Real estate loan (also known as Mortgage) is a concept that centers on borrowing money from financial institutions to purchase a home. People visit financial institutions for a mortgage to finance their choice property while they make an initial deposit for the home, based on its value. An installmental arrangement is worked out between the parties involved in the loan. Usually a monthly / periodic payment is expected from the borrower based on an agreed interest between the financier and the buyer of the property.

The interest rates could be fixed or negotiated for a full tenure loan. The tenure of mortgage and the prevailing market rate determines the amount of interest you pay for your property loan or mortgage as it is also called. Your down-payment can be reduced depending on which medium you are getting the money. If it is through Federal Housing Authority (FHA) and Valuation Authority (VA) loans, your mortgage could be reduce to 5% as down-payment.

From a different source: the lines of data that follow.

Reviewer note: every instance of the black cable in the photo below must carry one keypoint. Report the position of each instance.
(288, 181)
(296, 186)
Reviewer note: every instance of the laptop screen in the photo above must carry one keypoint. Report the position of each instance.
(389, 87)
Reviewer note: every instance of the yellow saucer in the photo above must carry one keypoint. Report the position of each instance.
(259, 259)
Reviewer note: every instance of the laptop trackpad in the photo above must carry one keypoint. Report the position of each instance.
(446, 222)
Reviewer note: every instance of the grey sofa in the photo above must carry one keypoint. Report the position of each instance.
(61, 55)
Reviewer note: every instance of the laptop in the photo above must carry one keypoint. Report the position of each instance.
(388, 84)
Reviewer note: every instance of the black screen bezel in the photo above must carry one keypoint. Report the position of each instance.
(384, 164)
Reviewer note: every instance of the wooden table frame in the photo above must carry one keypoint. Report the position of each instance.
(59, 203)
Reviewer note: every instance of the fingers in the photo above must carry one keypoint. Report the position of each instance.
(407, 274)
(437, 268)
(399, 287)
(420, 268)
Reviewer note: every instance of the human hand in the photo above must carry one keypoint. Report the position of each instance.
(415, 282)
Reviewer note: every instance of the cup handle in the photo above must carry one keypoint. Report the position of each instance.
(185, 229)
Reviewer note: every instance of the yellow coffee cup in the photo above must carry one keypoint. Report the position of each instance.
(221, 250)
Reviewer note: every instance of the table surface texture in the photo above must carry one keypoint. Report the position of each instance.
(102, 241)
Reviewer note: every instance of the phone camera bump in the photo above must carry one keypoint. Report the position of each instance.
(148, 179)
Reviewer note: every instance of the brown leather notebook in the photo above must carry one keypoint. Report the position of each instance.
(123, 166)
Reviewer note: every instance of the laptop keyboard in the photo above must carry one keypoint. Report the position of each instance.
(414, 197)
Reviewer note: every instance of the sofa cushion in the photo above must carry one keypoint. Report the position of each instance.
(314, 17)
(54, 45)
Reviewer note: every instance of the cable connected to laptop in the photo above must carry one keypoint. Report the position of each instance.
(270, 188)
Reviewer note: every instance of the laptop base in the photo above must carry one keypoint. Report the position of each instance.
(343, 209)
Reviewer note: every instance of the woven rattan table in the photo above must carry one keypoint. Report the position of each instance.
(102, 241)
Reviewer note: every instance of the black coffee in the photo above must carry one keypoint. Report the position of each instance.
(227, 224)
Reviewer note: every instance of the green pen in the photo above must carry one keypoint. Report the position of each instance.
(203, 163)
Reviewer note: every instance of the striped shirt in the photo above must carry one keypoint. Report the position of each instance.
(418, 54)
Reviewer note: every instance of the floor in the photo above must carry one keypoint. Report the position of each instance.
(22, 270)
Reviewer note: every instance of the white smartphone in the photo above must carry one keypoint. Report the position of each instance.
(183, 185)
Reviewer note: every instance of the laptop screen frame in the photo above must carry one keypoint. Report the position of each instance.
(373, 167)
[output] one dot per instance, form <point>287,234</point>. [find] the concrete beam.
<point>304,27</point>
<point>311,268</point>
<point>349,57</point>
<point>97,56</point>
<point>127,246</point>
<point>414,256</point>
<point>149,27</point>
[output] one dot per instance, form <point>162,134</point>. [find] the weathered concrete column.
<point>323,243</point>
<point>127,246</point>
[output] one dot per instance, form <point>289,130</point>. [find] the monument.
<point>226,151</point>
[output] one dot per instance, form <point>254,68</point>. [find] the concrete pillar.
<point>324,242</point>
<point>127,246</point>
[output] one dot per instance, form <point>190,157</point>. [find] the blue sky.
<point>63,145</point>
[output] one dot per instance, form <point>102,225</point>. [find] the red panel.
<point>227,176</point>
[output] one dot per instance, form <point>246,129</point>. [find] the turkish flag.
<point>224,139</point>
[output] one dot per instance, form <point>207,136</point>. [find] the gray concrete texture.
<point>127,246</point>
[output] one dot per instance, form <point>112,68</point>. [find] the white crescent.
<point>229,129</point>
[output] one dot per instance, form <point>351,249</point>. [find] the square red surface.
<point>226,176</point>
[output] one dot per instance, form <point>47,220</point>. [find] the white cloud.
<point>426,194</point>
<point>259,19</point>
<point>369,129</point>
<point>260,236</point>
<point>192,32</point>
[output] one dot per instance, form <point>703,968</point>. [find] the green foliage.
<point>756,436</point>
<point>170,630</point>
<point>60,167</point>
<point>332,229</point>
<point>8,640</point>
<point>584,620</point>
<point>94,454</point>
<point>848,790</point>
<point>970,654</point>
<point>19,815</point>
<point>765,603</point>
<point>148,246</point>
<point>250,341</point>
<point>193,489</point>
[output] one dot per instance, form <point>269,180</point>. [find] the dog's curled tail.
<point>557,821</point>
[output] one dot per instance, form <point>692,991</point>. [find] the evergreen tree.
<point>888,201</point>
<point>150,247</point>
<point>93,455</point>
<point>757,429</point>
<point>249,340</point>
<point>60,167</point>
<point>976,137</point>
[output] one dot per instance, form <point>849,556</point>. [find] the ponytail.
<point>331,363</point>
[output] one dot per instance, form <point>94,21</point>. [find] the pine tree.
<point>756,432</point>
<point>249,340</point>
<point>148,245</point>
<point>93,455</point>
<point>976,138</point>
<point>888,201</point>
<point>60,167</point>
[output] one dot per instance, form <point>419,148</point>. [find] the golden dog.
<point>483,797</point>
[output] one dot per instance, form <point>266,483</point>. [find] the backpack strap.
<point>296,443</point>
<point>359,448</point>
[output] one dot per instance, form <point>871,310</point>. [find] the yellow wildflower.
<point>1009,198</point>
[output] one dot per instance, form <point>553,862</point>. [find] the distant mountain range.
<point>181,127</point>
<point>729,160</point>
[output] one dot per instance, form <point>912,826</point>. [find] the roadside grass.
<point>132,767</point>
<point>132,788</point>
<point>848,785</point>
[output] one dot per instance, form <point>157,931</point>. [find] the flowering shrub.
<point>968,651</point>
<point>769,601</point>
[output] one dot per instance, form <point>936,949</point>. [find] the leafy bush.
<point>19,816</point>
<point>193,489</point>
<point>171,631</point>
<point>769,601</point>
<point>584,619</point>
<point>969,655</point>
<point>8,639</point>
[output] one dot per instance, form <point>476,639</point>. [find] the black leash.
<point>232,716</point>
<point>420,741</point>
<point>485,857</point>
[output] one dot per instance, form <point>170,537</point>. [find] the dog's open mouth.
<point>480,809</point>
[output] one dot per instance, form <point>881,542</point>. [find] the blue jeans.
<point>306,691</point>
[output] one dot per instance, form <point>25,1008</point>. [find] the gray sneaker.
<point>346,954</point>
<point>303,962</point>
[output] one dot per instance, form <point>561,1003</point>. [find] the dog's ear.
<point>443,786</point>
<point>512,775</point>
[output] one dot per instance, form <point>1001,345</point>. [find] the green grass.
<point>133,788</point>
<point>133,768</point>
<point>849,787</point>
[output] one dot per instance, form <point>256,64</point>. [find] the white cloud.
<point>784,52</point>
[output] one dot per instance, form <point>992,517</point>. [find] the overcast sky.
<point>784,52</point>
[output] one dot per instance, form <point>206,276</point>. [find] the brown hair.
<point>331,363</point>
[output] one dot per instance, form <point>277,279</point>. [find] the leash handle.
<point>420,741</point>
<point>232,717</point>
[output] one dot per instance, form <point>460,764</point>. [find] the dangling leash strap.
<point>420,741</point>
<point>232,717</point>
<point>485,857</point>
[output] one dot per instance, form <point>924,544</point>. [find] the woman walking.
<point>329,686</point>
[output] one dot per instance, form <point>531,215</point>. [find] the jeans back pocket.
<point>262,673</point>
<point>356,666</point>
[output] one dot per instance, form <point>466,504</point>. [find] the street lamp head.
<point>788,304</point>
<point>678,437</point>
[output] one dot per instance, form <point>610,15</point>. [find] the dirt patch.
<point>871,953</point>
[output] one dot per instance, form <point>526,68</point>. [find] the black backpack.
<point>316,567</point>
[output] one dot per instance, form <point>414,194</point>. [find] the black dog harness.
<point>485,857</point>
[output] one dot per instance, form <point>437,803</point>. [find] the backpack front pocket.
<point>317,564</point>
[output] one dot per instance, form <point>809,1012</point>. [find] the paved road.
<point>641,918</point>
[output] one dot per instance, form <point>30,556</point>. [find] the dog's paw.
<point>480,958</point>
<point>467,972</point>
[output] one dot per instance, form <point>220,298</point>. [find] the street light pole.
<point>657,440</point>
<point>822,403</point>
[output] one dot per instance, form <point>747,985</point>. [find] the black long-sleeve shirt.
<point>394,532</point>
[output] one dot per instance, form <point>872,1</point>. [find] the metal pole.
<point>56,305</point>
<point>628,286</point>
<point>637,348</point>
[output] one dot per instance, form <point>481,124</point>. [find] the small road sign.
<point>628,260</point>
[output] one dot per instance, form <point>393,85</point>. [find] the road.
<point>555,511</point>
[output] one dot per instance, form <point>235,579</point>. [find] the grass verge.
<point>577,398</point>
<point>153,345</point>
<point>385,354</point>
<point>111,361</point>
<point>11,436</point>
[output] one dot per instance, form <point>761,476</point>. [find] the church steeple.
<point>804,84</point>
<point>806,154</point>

There are also additional costs that are related to the loan such as inspection cost, closing cost, attorney fee, stamp duty e.t.c. It is advisable that you take time out to understand the concept of real estate loan and its associated costs clearly before going for the mortgage. It is an easy to understand concept. One delightful aspect of Mortgage is that a lot of people now own their homes through this concept.

Mortgage as financial instrument has brought happiness to people by making unaffordable homes affordable. Also, property investors uses mortgage for purchasing properties. Real estate loan is not free money and whoever purchase property or has plan to finance property using mortgage must clearly understand the concept of real estate loan.